To Groupon and LivingSocial, both of which are quietly waiting for their highly anticipated IPOs, JDeal‘s 30,000 subscribers are almost certainly beneath notice. This seven-month-old Jewish-themed deals site that currently serves only Manhattan — a Los Angeles site is planned but not yet live — is hardly worthy of the mantle of Groupon killer.
JDeal is a part of a subculture of daily deals sites that have narrowly honed their focus to appeal to a specific niche. In the past six months, deal sites aimed directly at pet owners, gay men, plus-size women, twenty-something urban “dudes,” and urban families, to name a few, have sprung up and appear to be gaining momentum.
“The niche market is viable,” said Jodi Samuels, JDeal’s co-founder, noting it is able to give merchants a better deal, taking a 30-40 percent cut versus the typical 50 percent from Groupon.
Groupon, the first in and largest of what is now a very busy and crowded space, is an easy target for complaints from both merchant and consumer sides. Merchants grumble about the coupon program’s terms — Groupon reportedly keeps half of the revenue from the coupons it sells — and consumers are frustrated by a steady stream of offers that don’t interest them or are not close by.
As a consequence, of Groupon’s 85 million subscribers, only 20 percent have ever actually bought a deal from the site. And Groupon’s revenues are about $14 per subscriber. On the other hand, 58 percent of JDeal’s subscribers have bought deals from that site, according to Samuels, and its revenues are about $19 per subscriber.
Although JDeal may or may not have a scalable model, its success in the daily deals space is evidence of the power of getting the right email to the right consumer. While the overwhelming majority of deals sites that have sprung up in Groupon’s wake are made in Groupon’s image by offering the broadest array of deals they can sell to the largest group of subscribers they can sign up, a subset of daily deals sites that address specific niches has staked out a small but interesting piece of real estate in the space.
Samuels said that if the niche makes sense, sites with as few as 20,000 subscribers can be profitable. “With a strong, clear brand, focusing on one city at a time, niche sites can have very high conversion rates,” she said.
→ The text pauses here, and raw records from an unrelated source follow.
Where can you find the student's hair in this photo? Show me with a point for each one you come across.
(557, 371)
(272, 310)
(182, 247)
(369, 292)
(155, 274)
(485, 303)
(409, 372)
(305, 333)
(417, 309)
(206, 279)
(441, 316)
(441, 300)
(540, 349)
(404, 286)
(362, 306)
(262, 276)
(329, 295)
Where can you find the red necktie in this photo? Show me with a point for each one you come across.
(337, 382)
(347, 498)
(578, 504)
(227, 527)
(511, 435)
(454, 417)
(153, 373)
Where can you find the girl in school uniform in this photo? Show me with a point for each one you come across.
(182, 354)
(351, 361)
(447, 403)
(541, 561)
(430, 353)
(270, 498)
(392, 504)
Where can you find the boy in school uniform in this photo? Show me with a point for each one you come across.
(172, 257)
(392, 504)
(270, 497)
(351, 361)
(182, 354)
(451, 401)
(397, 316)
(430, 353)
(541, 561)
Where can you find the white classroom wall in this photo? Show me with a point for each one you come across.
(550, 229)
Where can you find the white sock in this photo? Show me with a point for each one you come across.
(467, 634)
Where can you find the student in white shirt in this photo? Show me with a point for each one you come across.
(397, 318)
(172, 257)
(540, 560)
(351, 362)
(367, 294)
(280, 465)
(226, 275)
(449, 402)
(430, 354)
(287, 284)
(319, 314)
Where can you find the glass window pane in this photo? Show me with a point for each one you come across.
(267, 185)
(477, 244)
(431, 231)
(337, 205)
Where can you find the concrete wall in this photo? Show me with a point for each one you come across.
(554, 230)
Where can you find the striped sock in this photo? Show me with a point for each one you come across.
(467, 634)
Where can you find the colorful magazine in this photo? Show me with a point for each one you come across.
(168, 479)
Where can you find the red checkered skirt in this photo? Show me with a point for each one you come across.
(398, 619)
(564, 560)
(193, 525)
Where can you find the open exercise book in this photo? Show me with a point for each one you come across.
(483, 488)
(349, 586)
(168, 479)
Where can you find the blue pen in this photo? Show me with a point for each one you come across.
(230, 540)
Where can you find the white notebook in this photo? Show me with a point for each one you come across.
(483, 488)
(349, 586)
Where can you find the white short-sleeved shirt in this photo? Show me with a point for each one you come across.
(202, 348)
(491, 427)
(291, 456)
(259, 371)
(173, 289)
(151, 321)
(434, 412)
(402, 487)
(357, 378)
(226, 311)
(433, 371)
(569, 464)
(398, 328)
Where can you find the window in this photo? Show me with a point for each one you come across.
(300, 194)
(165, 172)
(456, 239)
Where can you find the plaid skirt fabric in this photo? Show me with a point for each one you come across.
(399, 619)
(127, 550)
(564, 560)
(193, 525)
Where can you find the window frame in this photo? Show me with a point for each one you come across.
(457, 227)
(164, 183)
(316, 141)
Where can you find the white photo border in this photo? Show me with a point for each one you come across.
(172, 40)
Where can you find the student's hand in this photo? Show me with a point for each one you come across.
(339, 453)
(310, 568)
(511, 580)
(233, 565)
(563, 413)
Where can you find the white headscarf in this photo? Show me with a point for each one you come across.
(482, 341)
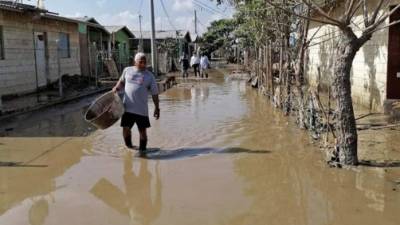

There is very little chance that JDeal or any other niche deal site will, on its own, even register on Groupon’s radar. But as the niche market grows and consumers discover that instead of getting five daily offers for products and services that they don’t want, need and can’t get to, it is possible that as a category,they may begin to erode the monoliths that are Groupon and LivingSocial. Consumers are accustomed to purchasing the things they want and need at specialty brick-and-mortar stores. So it is not a leap of logic to imagine that they will be willing to check multiple niche market daily deals sites, especially when they are in the market for a plus-size dress, a kosher caterer or a pet carrier.